To find out the mounting limits of the bulb you will need to pull the bulb mfgs spec. They will call out what degree of mounting is ok. Some bulbs will melt the base if they are put in a head down config. But it is spec per mfgr, everyone is different.

That's part of the problem, with the ones I've seen on eBay, I have no idea who the manufacturer is, probably generic made in Taiwan models. I know they won't compare to some of the more reputable names, but I'm hoping they'll serve the purpose.

As far as durability of these bulbs go, I haven't been able to get an exact number, but it seems most HID bulbs/ballasts last upwards of 1000 hours, which is plenty for my needs, plus with the automotive kits, I'll have a spare in case somethign goes wrong.

Thanks,

Mike
 
As far as durability of these bulbs go, I haven't been able to get an exact number, but it seems most HID bulbs/ballasts last upwards of 1000 hours, which is plenty for my needs, plus with the automotive kits, I'll have a spare in case somethign goes wrong.
Well, the plus side of auto bulbs is that they're a lot cheaper than the Welch-Allyn or Brightstar bulbs that most of us are using in our off the shelf lamps. Also, the lower wattage bulbs (10W, 18W, etc) are less efficient than the 35W-50W setups with regards to actual conversion of electricity into light - lumens per watt, if you will.

WRT Halcyon - they don't run ballasts that big - their 18W ballast-in-handle-design (of which I have one - rebuilt by Salvo to use Brightstar parts) uses a smaller ballast, which I still find unwieldy. It's a good place to tape deco schedules, though! If you open up the light head, you won't find a heck of a lot of room inside the head to actually fit a whole lot of electronics - you need a reasonable wall thickness. Just think about that carefully as you machine your head.

The more progressive manufacturers, like Salvo, which does have a 35w unit, have moved to a ballast-in-the-can approach. I haven't disassembled one, but the round "blob" at the back of the lighthead is tell-tale for an ignitor in the handle.

FPPF makes a good point - the hot restrike isn't really needed in a dive light, and if you drop the ignitor voltage down from 20k to 7-10k things are a little easier to work with.

One more point on bulbs - there are some sellers (eBay Motors: Xenon HID Conversion Kit H1/H3/H4/H7/H13/9006/9007/H11 (item 200196582344 end time Feb-06-08 18:29:19 PST) as an example - I have no vested interest) that offer "H3C" sized bulbs, which pretty much match up to the brightstar old-style bulbs. I don't know how their brightness compares to the longer, more traditional automotive HID bulbs, but I do know they are extremely rugged and may be a good choice, as they're also very short and stubby.

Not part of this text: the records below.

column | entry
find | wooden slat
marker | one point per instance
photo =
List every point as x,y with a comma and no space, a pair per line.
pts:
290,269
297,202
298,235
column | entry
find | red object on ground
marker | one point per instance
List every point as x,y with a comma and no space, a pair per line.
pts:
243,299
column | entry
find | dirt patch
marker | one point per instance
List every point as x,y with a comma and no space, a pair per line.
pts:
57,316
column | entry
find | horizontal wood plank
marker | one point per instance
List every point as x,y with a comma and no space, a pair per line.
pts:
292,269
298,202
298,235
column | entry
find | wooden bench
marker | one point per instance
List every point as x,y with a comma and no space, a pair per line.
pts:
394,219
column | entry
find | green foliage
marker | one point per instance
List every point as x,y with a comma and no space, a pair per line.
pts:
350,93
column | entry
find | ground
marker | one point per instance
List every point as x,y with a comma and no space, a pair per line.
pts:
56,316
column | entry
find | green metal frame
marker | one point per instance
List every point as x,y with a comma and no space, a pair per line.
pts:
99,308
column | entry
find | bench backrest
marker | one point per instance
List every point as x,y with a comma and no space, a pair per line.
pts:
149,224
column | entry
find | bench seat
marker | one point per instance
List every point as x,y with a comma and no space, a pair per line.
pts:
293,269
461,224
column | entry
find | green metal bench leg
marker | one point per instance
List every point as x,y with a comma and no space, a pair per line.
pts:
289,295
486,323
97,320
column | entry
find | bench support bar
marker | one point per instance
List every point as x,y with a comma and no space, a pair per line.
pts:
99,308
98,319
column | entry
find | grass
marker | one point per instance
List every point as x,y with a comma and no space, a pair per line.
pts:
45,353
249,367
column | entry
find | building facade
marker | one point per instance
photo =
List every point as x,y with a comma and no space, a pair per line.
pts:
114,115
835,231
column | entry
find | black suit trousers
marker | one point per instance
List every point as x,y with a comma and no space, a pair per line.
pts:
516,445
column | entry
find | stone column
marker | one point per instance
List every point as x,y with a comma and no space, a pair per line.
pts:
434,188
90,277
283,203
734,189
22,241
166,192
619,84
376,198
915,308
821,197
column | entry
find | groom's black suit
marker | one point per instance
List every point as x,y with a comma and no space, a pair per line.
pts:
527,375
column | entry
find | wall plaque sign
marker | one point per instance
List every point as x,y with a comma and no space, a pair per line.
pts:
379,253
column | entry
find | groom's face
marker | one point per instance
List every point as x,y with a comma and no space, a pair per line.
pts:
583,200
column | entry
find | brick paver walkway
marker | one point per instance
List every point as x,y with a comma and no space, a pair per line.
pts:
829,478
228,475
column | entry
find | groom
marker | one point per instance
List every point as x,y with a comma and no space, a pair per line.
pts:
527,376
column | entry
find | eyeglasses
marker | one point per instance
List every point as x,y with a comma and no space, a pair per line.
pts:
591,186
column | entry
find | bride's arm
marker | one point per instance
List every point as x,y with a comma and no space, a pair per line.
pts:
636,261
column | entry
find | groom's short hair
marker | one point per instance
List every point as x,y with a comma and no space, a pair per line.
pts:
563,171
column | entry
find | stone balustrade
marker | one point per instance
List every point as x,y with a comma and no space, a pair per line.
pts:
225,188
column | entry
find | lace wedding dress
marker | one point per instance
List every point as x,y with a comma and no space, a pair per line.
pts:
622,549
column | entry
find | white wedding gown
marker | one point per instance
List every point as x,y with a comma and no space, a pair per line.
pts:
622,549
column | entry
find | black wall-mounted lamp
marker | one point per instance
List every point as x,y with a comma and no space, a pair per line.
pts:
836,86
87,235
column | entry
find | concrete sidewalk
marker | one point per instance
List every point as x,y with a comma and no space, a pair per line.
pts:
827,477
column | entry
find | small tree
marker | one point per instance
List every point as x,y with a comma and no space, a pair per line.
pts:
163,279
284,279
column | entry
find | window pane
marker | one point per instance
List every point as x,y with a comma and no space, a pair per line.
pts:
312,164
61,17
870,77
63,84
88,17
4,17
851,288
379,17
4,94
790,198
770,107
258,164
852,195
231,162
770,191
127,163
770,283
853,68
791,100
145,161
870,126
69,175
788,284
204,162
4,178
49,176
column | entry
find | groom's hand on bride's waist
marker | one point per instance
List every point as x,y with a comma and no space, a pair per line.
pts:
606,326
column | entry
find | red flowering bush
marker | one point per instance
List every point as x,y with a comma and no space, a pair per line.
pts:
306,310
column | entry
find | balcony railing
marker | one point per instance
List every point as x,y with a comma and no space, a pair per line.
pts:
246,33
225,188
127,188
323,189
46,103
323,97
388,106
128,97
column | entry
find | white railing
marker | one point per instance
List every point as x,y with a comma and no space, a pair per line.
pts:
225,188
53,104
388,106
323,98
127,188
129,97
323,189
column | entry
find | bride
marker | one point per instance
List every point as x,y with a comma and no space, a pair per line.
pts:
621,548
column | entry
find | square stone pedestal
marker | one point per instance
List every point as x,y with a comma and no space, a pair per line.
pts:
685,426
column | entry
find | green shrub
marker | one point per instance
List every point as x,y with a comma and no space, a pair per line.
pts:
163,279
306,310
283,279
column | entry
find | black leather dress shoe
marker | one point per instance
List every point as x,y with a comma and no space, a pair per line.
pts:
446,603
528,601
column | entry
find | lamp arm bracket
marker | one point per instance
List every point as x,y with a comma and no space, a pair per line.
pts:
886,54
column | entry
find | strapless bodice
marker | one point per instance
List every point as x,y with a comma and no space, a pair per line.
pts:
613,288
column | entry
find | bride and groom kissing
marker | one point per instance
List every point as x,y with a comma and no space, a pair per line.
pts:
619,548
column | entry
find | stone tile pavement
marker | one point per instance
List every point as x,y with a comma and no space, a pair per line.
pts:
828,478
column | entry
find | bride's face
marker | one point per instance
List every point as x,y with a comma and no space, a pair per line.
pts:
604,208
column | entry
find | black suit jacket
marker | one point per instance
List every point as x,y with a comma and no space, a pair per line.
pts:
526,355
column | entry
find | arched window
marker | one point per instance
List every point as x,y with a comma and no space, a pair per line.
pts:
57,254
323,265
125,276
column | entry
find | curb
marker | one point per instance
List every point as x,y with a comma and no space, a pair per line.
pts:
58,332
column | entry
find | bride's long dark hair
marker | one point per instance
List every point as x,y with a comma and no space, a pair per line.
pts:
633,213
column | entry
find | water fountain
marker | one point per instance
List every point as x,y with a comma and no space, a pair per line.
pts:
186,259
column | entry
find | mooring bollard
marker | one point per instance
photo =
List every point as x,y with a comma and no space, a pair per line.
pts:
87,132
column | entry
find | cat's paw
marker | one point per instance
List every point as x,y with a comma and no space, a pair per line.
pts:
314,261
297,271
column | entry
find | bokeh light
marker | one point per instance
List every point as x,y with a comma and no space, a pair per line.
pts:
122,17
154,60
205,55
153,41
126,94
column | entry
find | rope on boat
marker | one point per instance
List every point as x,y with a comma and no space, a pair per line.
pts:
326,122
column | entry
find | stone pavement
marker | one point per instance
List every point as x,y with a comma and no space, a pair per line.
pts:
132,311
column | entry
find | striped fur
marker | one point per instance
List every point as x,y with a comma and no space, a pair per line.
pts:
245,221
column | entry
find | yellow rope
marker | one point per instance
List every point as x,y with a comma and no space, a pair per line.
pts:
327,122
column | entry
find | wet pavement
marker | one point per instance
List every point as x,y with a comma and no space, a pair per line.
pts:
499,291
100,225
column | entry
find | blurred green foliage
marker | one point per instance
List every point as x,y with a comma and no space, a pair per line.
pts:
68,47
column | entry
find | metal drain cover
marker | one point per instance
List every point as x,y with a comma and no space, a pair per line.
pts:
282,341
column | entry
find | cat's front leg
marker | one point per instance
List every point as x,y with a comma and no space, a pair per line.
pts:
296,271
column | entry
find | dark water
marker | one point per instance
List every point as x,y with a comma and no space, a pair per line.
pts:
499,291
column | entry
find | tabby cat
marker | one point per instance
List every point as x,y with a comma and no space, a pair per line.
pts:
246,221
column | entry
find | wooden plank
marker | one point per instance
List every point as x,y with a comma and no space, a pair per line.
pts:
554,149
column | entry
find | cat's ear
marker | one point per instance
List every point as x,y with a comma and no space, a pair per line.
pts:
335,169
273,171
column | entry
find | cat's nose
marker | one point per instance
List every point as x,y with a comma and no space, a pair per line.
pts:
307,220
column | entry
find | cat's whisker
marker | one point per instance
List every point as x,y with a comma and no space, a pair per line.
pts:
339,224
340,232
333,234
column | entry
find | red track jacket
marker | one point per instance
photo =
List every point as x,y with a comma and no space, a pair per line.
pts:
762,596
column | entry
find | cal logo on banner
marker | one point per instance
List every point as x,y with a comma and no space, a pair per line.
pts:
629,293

I'm sure you can do what you're planning with the ballast unit close to the bulb, but you may end up with a pretty bulky handpiece. I'd seriously consider milling it in three pieces - top plate and bottom section of a rectangular block, and a tube for the bulb/test tube/reflector to glom on to. If your shop gear supports it, milling it in just two pieces would be enough (bottom piece can mill out with the reflector tube and spare you from yet another o-ring). I'm usually pretty uncomfortable with rectangular-shaped o-rings, but it's too many years of paranoia of flooding a camera that did it to me...NiteRider canisters have a double seal on their rectangular lids, and they're still prone to flooding. My Salvo frankenlight has a single o-ring and I've never had a problem.

Anyway, good luck, and let us know how it turns out.
 
Some of the mfgrs are putting the ballast in the can and the ignitor in the head.

I was going to do this, however the ballast will generate upto 400 volts during startup or if the bulb goes out. I just don't like the idea of having a 400 volt cable in water that could get pinched. We are still trying to figure out if there is even the remote chance of getting a shock if the light flooded. I have not heard of anyone yet, but there also are not that many floods.